Liu Ting(), Ji Weidong, Yang Qingsong   

  1. Department of Neurology, First People's Hospital of Shangqiu, Shangqiu 476100, China
  • Received:2020-12-01 Online:2021-11-20 Published:2021-12-01
  • Contact: Liu Ting E-mail:jason2142@126.com

Abstract:

Objective To explore the effect of cerebroprotein hydrolysate on nuclear factor-E2 correlation factor 2-cored Keap1-Nrf2/ARE (Nrf2) oxidative stress signaling pathway in patients with acute stroke (AS). Methods Totally 195 AS patients treated in the hospital from October 2017 to October 2020 were divided into study group (n=98) and control group (n=97) according to therapeutic methods. The patients in control group were administered with conventional therapies involving the enhancement of cerebral circulation, improvement of brain function and antiplatelet aggregation, and patients in study group additionally with cerebroprotein hydrolysate on the basis of control group.

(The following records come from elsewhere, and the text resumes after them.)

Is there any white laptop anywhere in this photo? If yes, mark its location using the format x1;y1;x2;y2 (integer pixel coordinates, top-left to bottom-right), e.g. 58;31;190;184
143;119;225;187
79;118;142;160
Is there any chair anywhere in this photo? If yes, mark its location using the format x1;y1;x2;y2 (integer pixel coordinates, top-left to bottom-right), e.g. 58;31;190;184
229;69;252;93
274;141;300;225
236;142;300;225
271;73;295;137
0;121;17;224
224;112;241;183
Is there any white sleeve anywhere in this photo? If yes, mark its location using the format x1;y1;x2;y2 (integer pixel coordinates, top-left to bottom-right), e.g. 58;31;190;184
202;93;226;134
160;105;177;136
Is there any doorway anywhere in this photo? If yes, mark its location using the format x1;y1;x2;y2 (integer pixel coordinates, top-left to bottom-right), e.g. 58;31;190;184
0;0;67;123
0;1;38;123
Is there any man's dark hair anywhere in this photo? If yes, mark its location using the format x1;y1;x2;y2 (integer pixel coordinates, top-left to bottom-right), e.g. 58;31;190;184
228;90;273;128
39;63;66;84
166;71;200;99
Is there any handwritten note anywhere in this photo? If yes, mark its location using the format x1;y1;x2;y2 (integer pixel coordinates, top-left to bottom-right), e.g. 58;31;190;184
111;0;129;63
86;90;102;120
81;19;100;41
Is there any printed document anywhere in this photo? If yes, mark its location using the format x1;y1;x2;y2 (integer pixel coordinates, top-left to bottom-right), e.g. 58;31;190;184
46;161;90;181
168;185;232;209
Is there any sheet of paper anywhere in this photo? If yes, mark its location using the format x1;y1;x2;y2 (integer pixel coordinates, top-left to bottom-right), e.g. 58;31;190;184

All patients were treated for 14 days, the efficacy was observed, The key observation was National Institutes of Health Stroke Scale (NIHSS) score, Activity Ability-daily Life (Barthel) Index, inflammatory factors including tumor necrosis factor-α (TNF-α), interleukin-8(IL-8) and interleukin-19(IL-19) oxidative stress indexes including serum superoxide dismutase (SOD), malondialdehyde (MDA), vascular endothelial function such as serum adiponectin (APN), and plasma von Willebrand factor (vWF), protein expressions of Nrf2 oxidative stress signaling pathways Keap1, NQO1, ARE and Nrf2.Results Total effective rate in study group (91.84%) and control group (60.82%) was statistically significant difference (P<0.01). After treatment, NIHSS score were significantly lower in study group than in control group. Barthel index was significantly higher in study group than in control group (P<0.01). TNF-α, IL-8, IL-19, MDA, vWF and Keap1 were significantly lower in study group than in control group. Serum SOD, APN, NQO1, ARE and Nrf2 were significantly higher in study group than in control group(P<0.01). Conclusion For AS patients, cerebroprotein hydrolysate can effectively regulate Nrf2 oxidative stress signaling pathway related proteins, and deliver significant effects in improving the vascular endothelial function, controlling inflammation and oxidative stress, and enhancing the neurological function and quality of life.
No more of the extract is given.